Stacca il pass per le Semifinali anche l’Argentina di Messi (ancora a segno, su rigore), che la spunta 4-3 ai calci di rigore sull’indomita Olanda dopo aver sprecato nei 90 minuti due reti di vantaggio (incredibilmente originale il 2-2 dei tulipani sugli sviluppi di una punizione, con la barriera trasformata da ostacolo ad opportunità…). Qualificazione al penultimo atto anche per i campioni in carica della Francia, 2-1 alla possente Inghilterra: francesi avanti con A.Tchouaméni, pareggio su rigore di Kane (53 gol con la maglia dei leoni, record di Rooney eguagliato!), nuovo vantaggio di O.Giroud e nuovo rigore, stavolta sparato alle stelle, di Kane.  Mbappè & compagni possono continuare a sognare il bis iridato…Nella prima Semifinale l’Albiceleste di Scaloni strapazza 3-0 la Croazia, con reti di Messi su rigore e doppietta di baby J. Alvarez, agguantando la sospirata Finale.

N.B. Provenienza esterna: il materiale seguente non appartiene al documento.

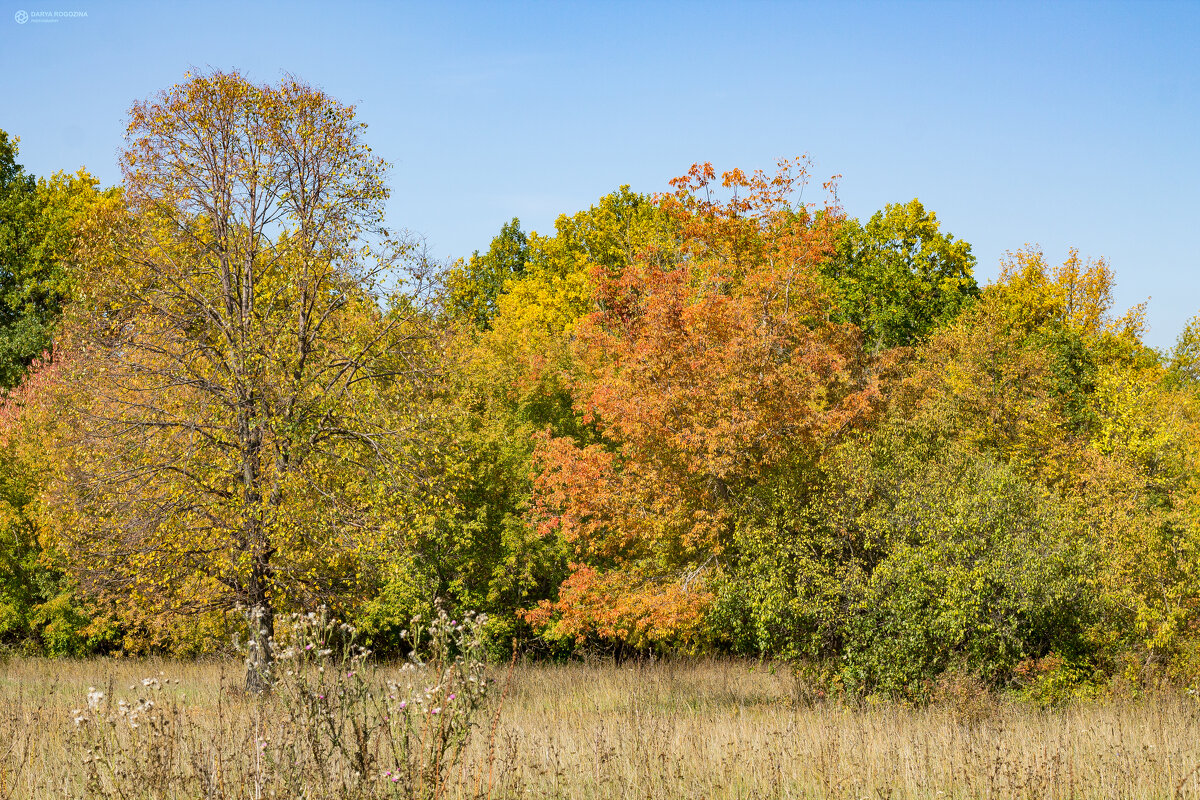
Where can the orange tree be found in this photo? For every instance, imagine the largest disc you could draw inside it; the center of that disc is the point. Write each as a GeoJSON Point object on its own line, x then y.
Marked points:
{"type": "Point", "coordinates": [232, 356]}
{"type": "Point", "coordinates": [709, 366]}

Nella seconda Semifinale la Francia spegne il sogno del Marocco, 2-0 e tanti saluti alla più bella sorpresa iridata degli ultimi vent’anni.

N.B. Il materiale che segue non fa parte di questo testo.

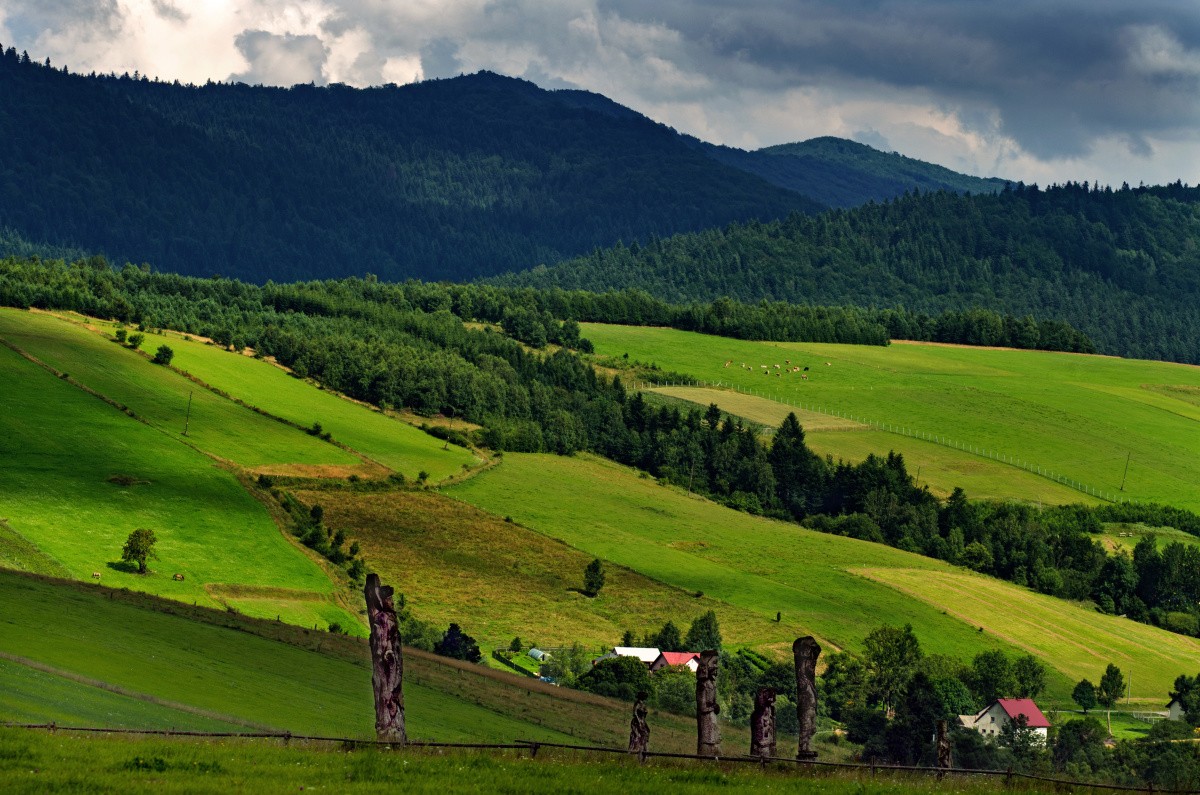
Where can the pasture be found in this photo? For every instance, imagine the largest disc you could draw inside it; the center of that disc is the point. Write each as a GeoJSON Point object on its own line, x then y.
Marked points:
{"type": "Point", "coordinates": [498, 579]}
{"type": "Point", "coordinates": [815, 580]}
{"type": "Point", "coordinates": [1079, 416]}
{"type": "Point", "coordinates": [59, 450]}
{"type": "Point", "coordinates": [247, 673]}
{"type": "Point", "coordinates": [936, 466]}
{"type": "Point", "coordinates": [33, 761]}
{"type": "Point", "coordinates": [390, 442]}
{"type": "Point", "coordinates": [160, 396]}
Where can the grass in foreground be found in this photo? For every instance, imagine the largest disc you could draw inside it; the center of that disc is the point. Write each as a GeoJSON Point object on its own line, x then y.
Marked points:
{"type": "Point", "coordinates": [263, 674]}
{"type": "Point", "coordinates": [817, 581]}
{"type": "Point", "coordinates": [36, 763]}
{"type": "Point", "coordinates": [59, 448]}
{"type": "Point", "coordinates": [1079, 416]}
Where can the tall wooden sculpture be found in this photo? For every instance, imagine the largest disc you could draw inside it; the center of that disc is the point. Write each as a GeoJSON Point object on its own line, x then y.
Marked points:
{"type": "Point", "coordinates": [807, 650]}
{"type": "Point", "coordinates": [708, 735]}
{"type": "Point", "coordinates": [639, 729]}
{"type": "Point", "coordinates": [943, 746]}
{"type": "Point", "coordinates": [387, 662]}
{"type": "Point", "coordinates": [762, 723]}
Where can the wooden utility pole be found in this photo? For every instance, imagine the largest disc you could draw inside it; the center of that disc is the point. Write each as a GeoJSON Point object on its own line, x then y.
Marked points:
{"type": "Point", "coordinates": [187, 419]}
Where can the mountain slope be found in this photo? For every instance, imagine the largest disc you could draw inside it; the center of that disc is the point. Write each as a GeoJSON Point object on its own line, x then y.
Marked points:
{"type": "Point", "coordinates": [844, 173]}
{"type": "Point", "coordinates": [444, 179]}
{"type": "Point", "coordinates": [1121, 267]}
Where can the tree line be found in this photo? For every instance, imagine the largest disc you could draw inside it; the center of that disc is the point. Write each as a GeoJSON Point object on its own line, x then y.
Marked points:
{"type": "Point", "coordinates": [1119, 264]}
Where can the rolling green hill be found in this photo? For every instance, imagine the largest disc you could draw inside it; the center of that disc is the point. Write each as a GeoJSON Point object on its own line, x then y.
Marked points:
{"type": "Point", "coordinates": [1078, 416]}
{"type": "Point", "coordinates": [834, 587]}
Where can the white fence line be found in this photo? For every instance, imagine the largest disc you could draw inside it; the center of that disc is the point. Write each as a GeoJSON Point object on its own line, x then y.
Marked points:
{"type": "Point", "coordinates": [888, 428]}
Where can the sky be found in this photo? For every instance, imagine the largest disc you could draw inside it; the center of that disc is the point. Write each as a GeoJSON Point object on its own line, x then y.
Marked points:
{"type": "Point", "coordinates": [1035, 90]}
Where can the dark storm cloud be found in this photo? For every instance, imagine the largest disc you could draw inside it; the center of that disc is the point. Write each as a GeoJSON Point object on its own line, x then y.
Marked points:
{"type": "Point", "coordinates": [1057, 75]}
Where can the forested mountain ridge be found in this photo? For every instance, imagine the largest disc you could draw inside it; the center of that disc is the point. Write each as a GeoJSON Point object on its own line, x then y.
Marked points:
{"type": "Point", "coordinates": [444, 179]}
{"type": "Point", "coordinates": [844, 173]}
{"type": "Point", "coordinates": [1122, 267]}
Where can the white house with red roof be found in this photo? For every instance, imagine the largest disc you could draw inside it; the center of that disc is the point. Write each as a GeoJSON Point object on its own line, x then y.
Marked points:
{"type": "Point", "coordinates": [689, 658]}
{"type": "Point", "coordinates": [1002, 712]}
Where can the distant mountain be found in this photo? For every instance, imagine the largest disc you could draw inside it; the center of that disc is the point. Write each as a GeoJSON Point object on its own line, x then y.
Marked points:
{"type": "Point", "coordinates": [445, 179]}
{"type": "Point", "coordinates": [1122, 267]}
{"type": "Point", "coordinates": [843, 173]}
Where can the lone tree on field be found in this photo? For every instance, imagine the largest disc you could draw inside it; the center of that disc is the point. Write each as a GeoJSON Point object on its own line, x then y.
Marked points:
{"type": "Point", "coordinates": [593, 578]}
{"type": "Point", "coordinates": [1111, 687]}
{"type": "Point", "coordinates": [138, 548]}
{"type": "Point", "coordinates": [1084, 695]}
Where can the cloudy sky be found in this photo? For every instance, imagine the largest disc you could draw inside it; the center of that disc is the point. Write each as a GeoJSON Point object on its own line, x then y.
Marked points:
{"type": "Point", "coordinates": [1041, 90]}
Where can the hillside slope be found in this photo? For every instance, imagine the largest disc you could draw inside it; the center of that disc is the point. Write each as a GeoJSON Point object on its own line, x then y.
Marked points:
{"type": "Point", "coordinates": [1121, 267]}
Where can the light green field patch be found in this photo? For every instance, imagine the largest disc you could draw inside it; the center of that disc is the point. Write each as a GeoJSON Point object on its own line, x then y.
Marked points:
{"type": "Point", "coordinates": [394, 443]}
{"type": "Point", "coordinates": [59, 447]}
{"type": "Point", "coordinates": [1123, 537]}
{"type": "Point", "coordinates": [1075, 641]}
{"type": "Point", "coordinates": [160, 396]}
{"type": "Point", "coordinates": [1079, 416]}
{"type": "Point", "coordinates": [937, 466]}
{"type": "Point", "coordinates": [755, 563]}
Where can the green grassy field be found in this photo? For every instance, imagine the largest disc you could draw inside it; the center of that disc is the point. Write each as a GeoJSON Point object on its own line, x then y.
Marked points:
{"type": "Point", "coordinates": [59, 447]}
{"type": "Point", "coordinates": [227, 673]}
{"type": "Point", "coordinates": [936, 466]}
{"type": "Point", "coordinates": [1079, 416]}
{"type": "Point", "coordinates": [498, 579]}
{"type": "Point", "coordinates": [160, 396]}
{"type": "Point", "coordinates": [37, 763]}
{"type": "Point", "coordinates": [816, 581]}
{"type": "Point", "coordinates": [395, 444]}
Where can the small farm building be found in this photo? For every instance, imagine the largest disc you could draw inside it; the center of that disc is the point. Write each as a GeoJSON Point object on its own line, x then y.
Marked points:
{"type": "Point", "coordinates": [1003, 711]}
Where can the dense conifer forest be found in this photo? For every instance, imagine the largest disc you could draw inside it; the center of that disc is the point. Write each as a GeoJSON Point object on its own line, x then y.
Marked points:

In Finale lo spettacolo non manca. L’Argentina si porta avanti con Messi, ancora su calcio di rigore, procurato da Di Maria, che poco dopo raddoppia, permettendo all’Albiceleste – autentica dominatrice del gioco – di chiudere il primo tempo avanti 2-0 sulla spenta Francia. Il netto predominio territoriale dell’Argentina non cala, con Messi, l’uomo più atteso (alla 26^ presenza Mondiale, record di L. Matthaeus cancellato), decisamente in auge. Quando già ci si accinge al momento solenne, ecco salire in cattedra l’antagonista francese più temuto, K. Mbappè. Questi dapprima, all’80°, dopo un fallo di Otamendi su Kolo Muani, trasforma il rigore che riapre improvvisamente un match sin lì a senso unico. Dopo 97 secondi lo stesso asso del Paris S. Germain (compagno di club di Messi) perviene all’insperato pari a seguito di uno scambio con Thuram. La partita cambia completamente spartito, e da lì a poco diverrà la Finale più bella nella storia dei Mondiali. Ai supplementari regna l’equilibrio, ma è ancora l’Argentina a portarsi avanti, con il suo eroe più atteso, Messi, che ribatte a rete da pochi passi una corta respinta di Lloris su tiro di Lautaro Martinez. Sembra tutto finito, ma pochi minuti dopo a salire in cattedra, in senso negativo, è l’arbitro della contesa, il polacco Marciniak, che assegna un rigore inesistente (fallo di mano? Ma fatemi il piacere…) ai transalpini, poi trasformato dal solito Mbappè, che realizza così una tripletta, il secondo giocatore di sempre a riuscirci in una Finale dopo l’inglese G. Hurst (1966), agguantando un certo Pelè: 12 gol iridati. Poco dopo Kolo Muani spreca due ghiotte occasioni per regalare alla sua Nazione il terzo Titolo, e così si va ai calci di rigore. Dal dischetto gli argentini sono impeccabili: segnano Messi (che pochi minuti prima, grazie alla sua doppietta, aveva eguagliato il mitico bomber francese degli Anni Cinquanta J. Fontaine a quota 13 reti iridate in carriera), Dybala, Paredes e Montiel, mentre per i francesi sbagliano Coman e Tchouameni e segnano Mbappè e Kolo Muani. L’esito è di quelli che in fondo ci attendavamo: Argentina Campione del Mondo per la terza volta (staccate nell’albo d’oro Francia e Uruguay, 2). Messi consegnato alla leggenda. Per sempre.